C’est sur cette toile de fond que la périodisation mésolithique a été mise en place, au moment de la découverte d’hommes fossiles comparables aux hommes sub-actuels qui confirmaient par leurs différents âges, les différents stades techniques du Paléolithique.
D’une part, suivant la théorie du progrès, le Mésolithique représente une société en régression technique par rapport à l’âge d’or de la civilisation magdalénienne. Il est classé au bas de l’échelle évolutionniste.

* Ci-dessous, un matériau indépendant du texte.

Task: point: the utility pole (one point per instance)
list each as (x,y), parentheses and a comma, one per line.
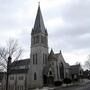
(8,69)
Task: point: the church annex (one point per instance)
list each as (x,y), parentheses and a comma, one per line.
(42,68)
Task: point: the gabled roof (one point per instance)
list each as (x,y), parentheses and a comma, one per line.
(39,23)
(20,62)
(18,71)
(75,68)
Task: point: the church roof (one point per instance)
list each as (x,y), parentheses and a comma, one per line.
(20,62)
(18,71)
(39,23)
(75,68)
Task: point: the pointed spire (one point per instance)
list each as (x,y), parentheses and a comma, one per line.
(39,23)
(60,52)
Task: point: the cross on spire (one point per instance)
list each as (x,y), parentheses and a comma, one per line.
(39,3)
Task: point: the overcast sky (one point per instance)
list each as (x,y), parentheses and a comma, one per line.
(67,23)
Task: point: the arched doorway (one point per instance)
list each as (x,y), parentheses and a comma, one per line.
(45,79)
(50,78)
(61,71)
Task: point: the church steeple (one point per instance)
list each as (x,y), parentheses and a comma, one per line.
(39,26)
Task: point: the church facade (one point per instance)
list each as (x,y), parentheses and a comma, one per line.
(42,68)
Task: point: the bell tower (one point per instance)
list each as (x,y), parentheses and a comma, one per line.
(39,51)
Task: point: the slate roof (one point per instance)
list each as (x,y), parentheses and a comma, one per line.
(75,69)
(20,62)
(39,23)
(18,71)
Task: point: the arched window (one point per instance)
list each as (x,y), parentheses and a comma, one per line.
(35,76)
(61,70)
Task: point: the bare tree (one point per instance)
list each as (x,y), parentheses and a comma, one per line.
(87,63)
(12,49)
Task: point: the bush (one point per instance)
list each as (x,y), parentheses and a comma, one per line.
(67,80)
(58,83)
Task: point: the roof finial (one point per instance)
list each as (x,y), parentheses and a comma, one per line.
(39,3)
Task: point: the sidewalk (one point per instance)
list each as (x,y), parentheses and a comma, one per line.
(79,83)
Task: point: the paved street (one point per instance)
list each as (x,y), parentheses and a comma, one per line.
(83,87)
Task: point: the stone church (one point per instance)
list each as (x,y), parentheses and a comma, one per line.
(42,68)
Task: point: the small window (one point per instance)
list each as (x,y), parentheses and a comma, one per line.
(35,76)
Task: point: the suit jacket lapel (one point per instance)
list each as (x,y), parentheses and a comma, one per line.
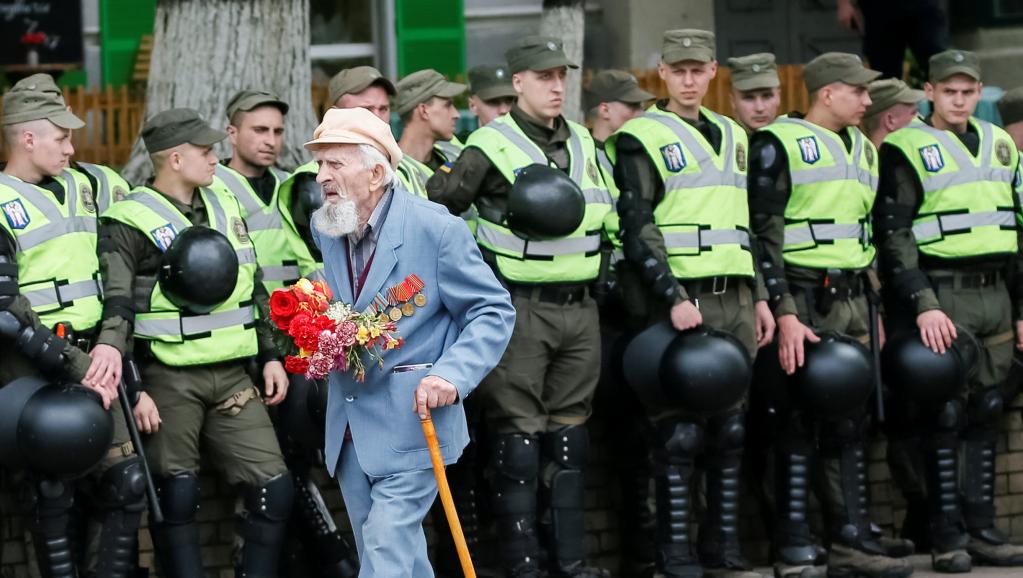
(388,241)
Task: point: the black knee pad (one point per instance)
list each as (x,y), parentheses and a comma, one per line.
(517,457)
(271,500)
(567,446)
(123,486)
(179,498)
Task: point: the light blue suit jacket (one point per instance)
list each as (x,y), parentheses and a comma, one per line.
(462,330)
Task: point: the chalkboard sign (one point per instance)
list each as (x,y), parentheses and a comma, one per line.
(40,33)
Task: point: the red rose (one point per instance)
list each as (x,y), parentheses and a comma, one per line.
(295,364)
(282,307)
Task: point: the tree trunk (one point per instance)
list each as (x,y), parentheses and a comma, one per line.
(565,19)
(205,51)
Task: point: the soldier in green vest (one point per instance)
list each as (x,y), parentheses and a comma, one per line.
(756,92)
(192,354)
(812,182)
(49,283)
(947,232)
(681,169)
(429,118)
(538,399)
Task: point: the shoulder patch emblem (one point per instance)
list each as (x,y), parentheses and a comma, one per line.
(808,149)
(240,232)
(1003,151)
(164,236)
(674,159)
(931,157)
(85,194)
(16,216)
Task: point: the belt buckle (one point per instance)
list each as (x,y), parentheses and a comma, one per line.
(714,289)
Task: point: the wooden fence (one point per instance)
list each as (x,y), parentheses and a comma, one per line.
(114,117)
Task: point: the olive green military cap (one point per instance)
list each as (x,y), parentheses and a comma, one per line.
(944,64)
(837,67)
(687,44)
(886,93)
(420,86)
(489,82)
(614,86)
(354,81)
(178,126)
(248,99)
(754,72)
(35,98)
(1011,106)
(537,53)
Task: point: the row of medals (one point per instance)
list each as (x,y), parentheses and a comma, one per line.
(400,298)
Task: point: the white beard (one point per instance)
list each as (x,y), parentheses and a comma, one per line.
(337,219)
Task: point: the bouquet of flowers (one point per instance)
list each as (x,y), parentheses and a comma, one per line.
(319,335)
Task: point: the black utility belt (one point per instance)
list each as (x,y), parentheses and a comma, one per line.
(559,295)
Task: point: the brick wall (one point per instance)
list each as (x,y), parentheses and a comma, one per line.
(603,502)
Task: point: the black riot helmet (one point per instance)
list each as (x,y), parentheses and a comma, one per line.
(544,204)
(58,431)
(837,376)
(914,370)
(198,270)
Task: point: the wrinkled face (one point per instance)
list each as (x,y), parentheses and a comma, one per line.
(847,102)
(442,117)
(687,81)
(954,98)
(487,110)
(374,98)
(259,136)
(756,108)
(541,93)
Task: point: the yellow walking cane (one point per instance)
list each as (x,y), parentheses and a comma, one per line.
(446,500)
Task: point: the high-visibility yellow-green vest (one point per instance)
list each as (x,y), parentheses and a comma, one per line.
(55,249)
(968,208)
(575,258)
(110,186)
(833,189)
(274,247)
(704,216)
(308,266)
(176,337)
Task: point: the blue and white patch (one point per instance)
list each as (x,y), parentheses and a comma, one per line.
(931,157)
(808,149)
(673,157)
(164,236)
(16,216)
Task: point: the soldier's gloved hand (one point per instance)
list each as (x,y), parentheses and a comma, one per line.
(936,329)
(275,380)
(685,316)
(146,415)
(104,371)
(791,335)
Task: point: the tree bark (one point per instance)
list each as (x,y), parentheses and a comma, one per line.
(207,50)
(566,19)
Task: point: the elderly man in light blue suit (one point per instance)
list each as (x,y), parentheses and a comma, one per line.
(375,235)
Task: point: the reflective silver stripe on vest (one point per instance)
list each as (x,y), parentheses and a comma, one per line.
(280,272)
(968,172)
(61,295)
(58,224)
(709,174)
(706,238)
(193,325)
(963,222)
(824,231)
(104,195)
(258,218)
(554,248)
(842,169)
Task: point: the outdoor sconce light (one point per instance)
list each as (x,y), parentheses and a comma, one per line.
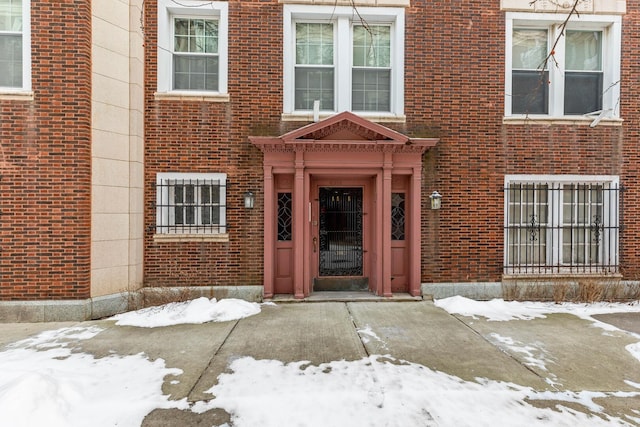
(249,200)
(436,200)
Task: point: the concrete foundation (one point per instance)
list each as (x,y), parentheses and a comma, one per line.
(105,306)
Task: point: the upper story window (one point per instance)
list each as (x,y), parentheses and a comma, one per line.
(559,71)
(192,47)
(339,60)
(15,67)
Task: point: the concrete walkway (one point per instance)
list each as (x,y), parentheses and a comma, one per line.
(560,352)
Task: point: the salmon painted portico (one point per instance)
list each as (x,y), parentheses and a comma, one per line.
(342,207)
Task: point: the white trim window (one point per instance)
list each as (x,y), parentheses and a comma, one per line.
(558,71)
(557,224)
(191,203)
(15,45)
(192,47)
(341,59)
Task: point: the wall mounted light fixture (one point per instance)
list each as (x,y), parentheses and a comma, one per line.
(249,200)
(436,200)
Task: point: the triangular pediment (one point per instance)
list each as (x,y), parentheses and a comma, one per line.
(345,127)
(345,132)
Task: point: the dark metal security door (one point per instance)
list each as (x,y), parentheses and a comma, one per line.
(340,231)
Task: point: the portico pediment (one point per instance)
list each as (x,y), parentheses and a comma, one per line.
(344,131)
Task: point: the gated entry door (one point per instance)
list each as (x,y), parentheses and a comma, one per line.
(340,265)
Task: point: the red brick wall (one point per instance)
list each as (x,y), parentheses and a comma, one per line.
(454,89)
(213,137)
(45,162)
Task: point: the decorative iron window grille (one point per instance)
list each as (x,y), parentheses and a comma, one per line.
(397,216)
(191,204)
(285,217)
(562,228)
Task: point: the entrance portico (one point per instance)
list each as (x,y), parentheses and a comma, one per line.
(342,208)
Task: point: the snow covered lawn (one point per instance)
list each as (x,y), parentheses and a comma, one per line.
(45,380)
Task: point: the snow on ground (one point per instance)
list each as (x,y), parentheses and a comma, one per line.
(200,310)
(382,391)
(501,310)
(43,382)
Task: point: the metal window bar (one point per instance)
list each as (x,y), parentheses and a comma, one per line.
(191,206)
(557,228)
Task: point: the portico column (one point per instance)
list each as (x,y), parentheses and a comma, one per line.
(298,225)
(269,232)
(386,223)
(415,233)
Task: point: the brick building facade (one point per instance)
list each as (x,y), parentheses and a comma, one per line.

D’autre part, sous l’influence des tenants de l’académisme qui prônent la théorie de l’art imitation, les valeurs esthétiques sont imprégnées des idées héritées de Léonard de Vinci : la peinture est le premier des arts. Au regard de ce dogme, les Mésolithiques qui se limitent à quelques objets décorés de traits sont inférieurs aux Magdaléniens tout comme les Africains qui se limitaient à la sculpture, étaient nécessairement inférieurs aux occidentaux.
Dans ce contexte et dont l’idée de l’art perdure encore en ce XXIe siècle, comment parler d’art à propos des objets mésolithiques qui sont gravés et ou peints de traits bâclés, informes –premier stade du dessin–, sans figuration naturaliste – réaliste ? Pouvait-on, peut-on imaginer les étudier comme œuvres d’art ?

…Et l’art fit l’homme

Denis Vialou Professeur, Département de préhistoire du Muséum national d’histoire naturelle, UMR 7194 du CNRS

Le concept d’Homo faber au début du XXe siècle s’est emparé de l’image de l’Homme préhistorique, le confinant dans le monde de l’utile, c’est-à-dire un monde de nature technique et économique.
La reconnaissance, ethnographique puis esthétique, d’arts primitifs, également dans la première moitié du siècle dernier, apporta une nouvelle vision de l’étendue culturelle des sociétés et du pouvoir créateur universel de l’Homme, au sein même de ses diversités historiques et culturelles.

Grotte de Lascaux
Le Diverticule Axial est considéré, à juste titre, comme le sommet de l’art pariétal paléolithique

Cependant, le XIXe siècle avait déjà apporté cette dimension transcendantale, pourrait-on dire, de l’Homme encore primitif des plus lointains passés, ceux de ce qui fut appelé Préhistoire. En effet, les découvertes répétées d’objets gravés et sculptés, inaugurées en 1834 au Chaffaud par un fragment de côte d’herbivore gravée de deux biches soigneusement figurées, alors classé « antiquité préceltique » dans le Musée de Cluny, avaient conduit à concéder aux Préhistoriques (encore inconnus) le statut flatteur d’« artistes ».
Avant même les découvertes de parois ornées paléolithiques (à partir de 1879 à Altamira, Espagne), la qualification du beau (résolument académique à cette époque) et la catégorisation d’objets d’art, sculptés notamment, avaient fait de ces supposés primitifs, d’authentiques hommes, parachevés en quelque sorte ; leurs fabrications d’outils de pierre qui permirent de les identifier en tant que tels, avant « 1859 », n’avaient pas permis de leur accorder un niveau supérieur de comportements sociaux.
Ainsi, dès les premières découvertes des cultures matérielles préhistoriques au cours du XIXe siècle, puis au début du XXe siècle de la découverte de l’ampleur et de la diversité des cultures et des civilisations, l’art, c’est-à-dire tout ce qui était confié à ce concept générique de productions humaines non utilitaires, avait fait de l’Homme un Humain parfait, accompli dans le sens du progrès véhiculé par l’idéologie positiviste et académique d’alors en vigueur.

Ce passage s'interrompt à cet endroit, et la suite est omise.